Immersion-fixation and perfusion -fixation are well known to be tissue fixation techniques that have been applied widely in clinical and experimental research. However, these fixation procedures usually cause transient ischemia and hypoxia and translocation of components in cells and tissues, which can lead to changes in the tissues’ construction and function [1, 2]. Furthermore, renal glomerular selectivity for permeable serum solutes and translocation of filtered serum protein s have never been directly visualized on paraffin sections by light microscopy (LM) due to the technical limitations in preparing specimens for immunohistochemistry using routine fixation methods. The common fixatives in buffer solution, such as glutaraldehyde and paraformaldehyde , need considerable time to completely cross-link and preserve the soluble substances during routine perfusion-fixation or immersion-fixation . Many of these soluble substances are washed from the specimens, and the translocation of soluble serum protein s occurs during the fixation period. In addition, the specimens from freeze-substitution technique are routinely embedded in paraffin wax, presumably leaving many antigenic sites exposed due to formation of tiny ice crystal s in the frozen cells and tissues [3, 4]. To adequately define the functional structures of tissues and cells in vivo, the in situ preservation of cells and tissues in living animal organ s is necessary.
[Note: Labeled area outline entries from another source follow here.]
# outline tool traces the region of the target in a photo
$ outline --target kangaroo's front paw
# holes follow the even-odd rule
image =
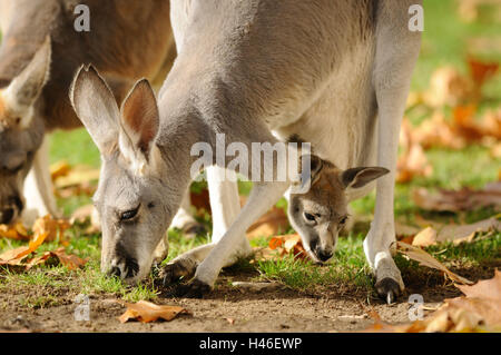
[[[377,295],[386,300],[387,304],[394,303],[402,295],[404,283],[390,253],[376,255],[375,275],[376,283],[374,286]]]
[[[400,285],[393,278],[385,277],[375,284],[377,295],[390,305],[402,294]]]
[[[198,264],[189,258],[173,260],[160,270],[164,286],[169,286],[180,278],[190,278],[195,275]]]
[[[210,293],[212,287],[204,282],[194,279],[188,284],[181,284],[177,287],[176,296],[184,298],[203,298],[204,295]]]

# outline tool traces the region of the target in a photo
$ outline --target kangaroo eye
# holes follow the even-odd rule
[[[306,218],[307,220],[312,220],[312,221],[315,220],[315,216],[307,214],[307,213],[304,213],[304,218]]]
[[[120,220],[128,220],[128,219],[132,219],[134,217],[136,217],[137,211],[139,210],[139,206],[137,206],[135,209],[129,209],[129,210],[126,210],[125,213],[121,213]]]

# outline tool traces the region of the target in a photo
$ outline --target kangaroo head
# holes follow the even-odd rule
[[[350,189],[361,188],[389,170],[380,167],[341,170],[317,156],[311,155],[310,159],[310,190],[291,194],[288,218],[310,256],[324,263],[334,255],[337,235],[348,218]]]
[[[12,80],[0,80],[0,224],[9,224],[23,209],[22,186],[45,125],[38,98],[49,78],[50,38]]]
[[[119,109],[96,69],[82,67],[70,100],[101,156],[94,196],[102,229],[101,270],[127,282],[140,280],[176,213],[165,197],[173,194],[163,181],[155,93],[146,79],[139,80]]]

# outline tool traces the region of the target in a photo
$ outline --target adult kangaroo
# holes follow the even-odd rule
[[[85,1],[88,32],[73,28],[79,3],[0,0],[1,224],[23,211],[27,224],[57,214],[43,137],[81,126],[68,90],[82,62],[102,72],[121,102],[141,77],[159,87],[175,59],[169,1]]]
[[[119,109],[97,71],[82,68],[70,97],[104,157],[95,196],[104,221],[101,268],[129,282],[148,274],[151,253],[190,181],[195,144],[216,151],[216,135],[225,134],[226,145],[243,142],[252,154],[252,142],[298,136],[343,171],[381,167],[341,174],[340,184],[343,198],[353,199],[381,176],[364,250],[377,293],[392,302],[404,288],[390,246],[400,124],[421,43],[409,29],[409,9],[416,3],[175,0],[178,57],[158,101],[141,80]],[[214,159],[215,171],[229,159],[223,160]],[[276,156],[272,164],[278,165]],[[212,188],[212,181],[210,194],[230,206],[220,211],[228,229],[166,268],[167,283],[195,274],[187,296],[209,292],[222,267],[250,253],[245,230],[291,186],[255,183],[238,213],[234,183]]]

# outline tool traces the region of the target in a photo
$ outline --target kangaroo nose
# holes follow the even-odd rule
[[[14,215],[13,208],[7,208],[0,211],[0,224],[8,225],[12,221],[12,217]]]

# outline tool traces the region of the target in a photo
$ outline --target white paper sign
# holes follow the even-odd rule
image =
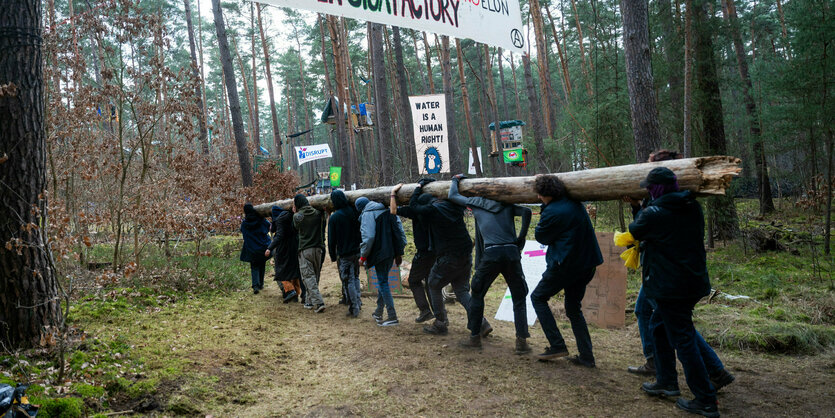
[[[409,96],[418,171],[423,174],[449,173],[449,138],[446,98],[443,94]]]
[[[536,289],[539,281],[542,280],[542,274],[548,267],[545,263],[545,252],[547,250],[547,245],[542,245],[536,241],[525,241],[525,249],[522,250],[522,272],[525,273],[525,282],[528,283],[528,296],[525,297],[525,304],[527,305],[525,313],[528,316],[528,326],[536,322],[536,312],[533,310],[533,304],[531,303],[531,293]],[[505,290],[495,318],[499,321],[513,322],[513,300],[510,297],[510,289]]]
[[[467,169],[467,174],[476,174],[475,172],[475,161],[473,161],[473,149],[467,148],[470,151],[470,168]],[[477,148],[478,150],[478,163],[484,164],[484,160],[481,158],[481,147]],[[481,166],[482,170],[484,170],[484,165]]]
[[[331,147],[328,144],[306,145],[296,148],[296,157],[299,160],[299,165],[322,158],[331,158]]]
[[[519,0],[257,0],[524,52]]]

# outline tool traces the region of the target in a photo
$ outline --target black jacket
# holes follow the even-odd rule
[[[275,278],[279,281],[300,279],[299,235],[293,228],[293,213],[289,210],[279,211],[278,215],[273,212],[275,230],[270,243],[270,251],[275,257]]]
[[[336,209],[328,218],[328,254],[331,261],[360,252],[360,221],[357,210],[348,202],[345,193],[335,190],[331,202]]]
[[[423,188],[417,187],[413,195],[422,193]],[[435,254],[442,256],[472,253],[473,240],[467,231],[467,224],[464,223],[463,207],[446,200],[436,200],[422,205],[417,198],[409,202],[409,207],[429,223],[429,234]]]
[[[591,219],[576,200],[562,198],[542,205],[535,236],[548,246],[545,261],[549,272],[579,272],[603,264]]]
[[[644,291],[658,299],[701,298],[710,293],[702,207],[689,191],[654,199],[629,224],[641,241]]]
[[[251,206],[250,206],[251,207]],[[270,245],[270,223],[261,215],[251,212],[241,222],[241,235],[244,238],[244,245],[241,248],[241,261],[250,263],[263,263],[267,257],[264,252]]]

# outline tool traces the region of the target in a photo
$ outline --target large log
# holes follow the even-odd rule
[[[565,183],[569,196],[580,201],[617,200],[623,196],[636,199],[647,197],[647,191],[641,188],[640,182],[646,178],[650,170],[662,166],[676,173],[678,185],[682,190],[690,190],[697,195],[722,195],[725,194],[731,179],[742,171],[739,166],[740,162],[739,158],[729,156],[697,157],[551,175],[559,177]],[[533,190],[535,178],[529,176],[465,179],[461,181],[459,190],[465,196],[482,196],[506,203],[538,203],[539,200]],[[416,186],[417,184],[414,183],[404,185],[397,193],[397,202],[408,203]],[[346,191],[345,195],[352,202],[360,196],[365,196],[388,204],[391,187]],[[449,181],[435,181],[424,189],[427,193],[446,198],[449,192]],[[328,194],[311,196],[308,200],[313,207],[318,209],[329,211],[332,208]],[[293,200],[264,203],[256,206],[255,209],[262,215],[269,216],[273,205],[290,209]]]

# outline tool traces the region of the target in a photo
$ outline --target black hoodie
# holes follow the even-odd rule
[[[689,191],[654,199],[629,224],[641,241],[644,291],[658,299],[700,298],[710,293],[702,207]]]
[[[360,221],[357,210],[342,190],[331,193],[334,212],[328,219],[328,254],[331,261],[360,253]]]

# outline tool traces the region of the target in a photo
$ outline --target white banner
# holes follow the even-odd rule
[[[536,241],[525,241],[525,249],[522,250],[522,272],[525,273],[525,282],[528,283],[528,296],[525,297],[525,304],[527,305],[525,313],[528,316],[528,326],[536,322],[536,312],[533,310],[533,304],[531,304],[531,293],[536,289],[539,281],[542,280],[542,274],[548,267],[545,262],[545,252],[547,250],[547,245],[542,245]],[[510,297],[510,289],[505,290],[495,318],[500,321],[513,322],[513,299]]]
[[[519,0],[257,0],[524,52]]]
[[[307,145],[295,148],[296,158],[299,160],[299,166],[309,161],[333,157],[333,154],[331,154],[331,147],[329,147],[328,144]]]
[[[467,169],[467,174],[476,174],[475,161],[473,161],[473,149],[467,148],[470,151],[470,168]],[[484,170],[484,160],[481,158],[481,147],[478,147],[478,162],[481,164],[481,169]]]
[[[409,96],[418,171],[423,174],[449,173],[446,98],[443,94]]]

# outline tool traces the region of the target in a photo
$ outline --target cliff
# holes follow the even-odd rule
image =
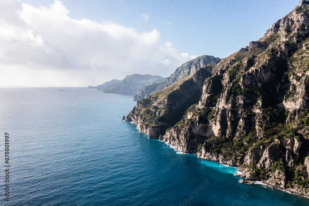
[[[97,89],[98,90],[104,90],[105,88],[107,87],[110,84],[115,82],[118,82],[120,81],[120,80],[114,79],[111,81],[109,81],[107,82],[105,82],[103,84],[100,84],[96,87],[93,87],[91,86],[88,86],[88,88]]]
[[[257,41],[138,101],[126,120],[242,177],[309,196],[308,11],[302,1]],[[202,88],[185,104],[189,80]]]
[[[134,95],[146,85],[161,81],[165,79],[159,76],[133,74],[126,76],[121,81],[109,84],[103,92],[106,93]]]
[[[220,60],[219,58],[205,55],[189,61],[177,68],[175,72],[164,81],[147,85],[139,90],[133,98],[133,100],[137,101],[146,98],[150,94],[166,88],[193,74],[201,67],[209,65],[216,65]]]

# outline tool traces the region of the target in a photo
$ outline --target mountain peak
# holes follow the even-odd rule
[[[264,37],[277,33],[283,38],[291,34],[304,36],[309,33],[309,1],[302,0],[290,13],[274,24]]]
[[[301,0],[300,1],[300,3],[298,5],[298,6],[301,6],[303,4],[309,4],[309,1],[307,1],[307,0]]]

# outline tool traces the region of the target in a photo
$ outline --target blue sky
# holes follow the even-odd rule
[[[300,1],[1,0],[0,87],[167,77],[197,56],[245,47]]]
[[[178,45],[183,43],[187,36],[192,36],[194,41],[186,48],[186,52],[192,55],[212,55],[219,58],[226,57],[226,52],[237,43],[245,47],[250,41],[262,36],[274,23],[290,13],[300,1],[181,0],[174,1],[177,2],[174,5],[171,0],[124,0],[124,4],[108,19],[105,14],[120,1],[75,0],[68,3],[63,1],[70,10],[71,18],[86,18],[102,23],[111,22],[139,31],[145,29],[148,24],[151,23],[161,33],[161,44],[167,41]],[[53,2],[33,0],[24,2],[35,6],[48,7]],[[211,17],[213,12],[225,3],[227,7],[210,22],[208,17]],[[147,22],[141,16],[143,13],[149,15]],[[166,24],[166,22],[171,25]],[[247,41],[243,42],[243,39],[240,40],[251,27],[255,27],[257,30]]]

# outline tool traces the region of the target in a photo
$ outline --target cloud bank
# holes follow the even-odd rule
[[[138,31],[74,19],[60,1],[35,8],[2,0],[0,11],[1,87],[86,86],[98,73],[100,83],[134,73],[167,76],[197,57],[161,42],[152,24]]]

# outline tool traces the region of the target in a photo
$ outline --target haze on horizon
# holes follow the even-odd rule
[[[0,0],[0,87],[167,77],[245,47],[299,0],[196,1]]]

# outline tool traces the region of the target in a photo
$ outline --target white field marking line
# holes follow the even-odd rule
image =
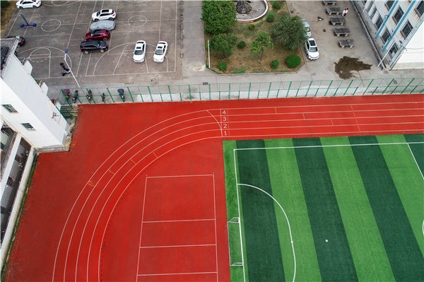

We previously developed the “in vivo cryotechnique ”(IVCT) [5–7], which is designed to transiently arrest dynamic structures in living animal organs by the combination of a cryoknife precooled in liquid nitrogen (−196 °C) and liquid isopentane -propane cryogen (−193 °C). With this technique, all biological processes in living animal organs instantly stop and are embedded in the ice microenvironment while maintaining all their functional components in situ [2, 6].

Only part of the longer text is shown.